L’inferno sul Vesuvio non ne vuole sapere di spegnersi, la colonna immensa di fumo nero colma di cenere si è riversata dalla tarda mattinata di ieri sull’Irpinia e sul beneventano e non accenna a diramarsi anche dopo le operazione di spegnimento che si sono susseguite per tutta la notte.

Perfino l’esercito è dovuto scendere in campo per arginare le fiamme, la grande paura era che il fuoco potesse raggiungere le discariche alle pendici del vulcano trasformando l’incendio in un drammatico rogo tossico di rifiuti.

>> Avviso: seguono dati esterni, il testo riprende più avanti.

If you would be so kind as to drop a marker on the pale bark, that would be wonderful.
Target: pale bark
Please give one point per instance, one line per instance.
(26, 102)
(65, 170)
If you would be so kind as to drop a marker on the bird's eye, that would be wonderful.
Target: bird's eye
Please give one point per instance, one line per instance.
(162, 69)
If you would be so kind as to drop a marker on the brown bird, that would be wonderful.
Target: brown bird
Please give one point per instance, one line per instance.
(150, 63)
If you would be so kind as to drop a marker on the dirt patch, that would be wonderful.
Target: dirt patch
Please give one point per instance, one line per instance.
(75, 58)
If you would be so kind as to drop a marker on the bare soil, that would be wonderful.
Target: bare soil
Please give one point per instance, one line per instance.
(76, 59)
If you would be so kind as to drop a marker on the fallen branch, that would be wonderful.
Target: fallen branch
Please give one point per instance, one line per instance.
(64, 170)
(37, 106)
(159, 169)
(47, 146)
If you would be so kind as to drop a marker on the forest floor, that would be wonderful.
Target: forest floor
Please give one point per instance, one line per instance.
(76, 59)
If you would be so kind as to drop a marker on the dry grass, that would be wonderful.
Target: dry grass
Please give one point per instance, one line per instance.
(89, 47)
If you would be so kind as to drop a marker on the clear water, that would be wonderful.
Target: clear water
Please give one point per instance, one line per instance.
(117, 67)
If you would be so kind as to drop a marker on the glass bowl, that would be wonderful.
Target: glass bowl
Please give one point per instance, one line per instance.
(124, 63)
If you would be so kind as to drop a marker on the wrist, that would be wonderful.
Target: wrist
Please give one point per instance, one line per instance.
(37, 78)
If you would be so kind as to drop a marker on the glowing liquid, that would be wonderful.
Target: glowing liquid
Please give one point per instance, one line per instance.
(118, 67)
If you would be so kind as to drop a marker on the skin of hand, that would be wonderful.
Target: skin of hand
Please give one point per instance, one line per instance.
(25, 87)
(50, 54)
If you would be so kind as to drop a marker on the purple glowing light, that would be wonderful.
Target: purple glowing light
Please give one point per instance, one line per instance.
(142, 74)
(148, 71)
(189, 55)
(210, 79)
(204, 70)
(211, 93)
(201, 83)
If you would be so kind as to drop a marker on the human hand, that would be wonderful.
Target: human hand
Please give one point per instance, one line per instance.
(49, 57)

L’incendio è di natura dolosa, su questo non ci sono dubbi: i Carabinieri hanno infatti appurato ed individuato ben otto inneschi differenti, tutti partiti allo steso momento. I piromani per incenerire la montagna hanno pensato bene di appiccare le fiamme su animali vivi cosparsi di benzina (gatti si pensa) che in preda al panico hanno raggiunto la boscaglia più fitta dov’è impossibile intervenire con rapidità quando scoppia un incendio.

Sergio Costa, il generale comandante in Campania dei Carabinieri forestali, esclude che i piromani siano allevatori in cerca di terreni per i loro animali, in quanto sul Vesuvio non c’è attività pastorizia. La pista più probabile è che alla base degli incendi ci sia una strategia precisa dei “palazzinari” contro l’Ente Parco, che nell’ultimo anno ha condotto una guerra importante nei confronti dell’abusivismo.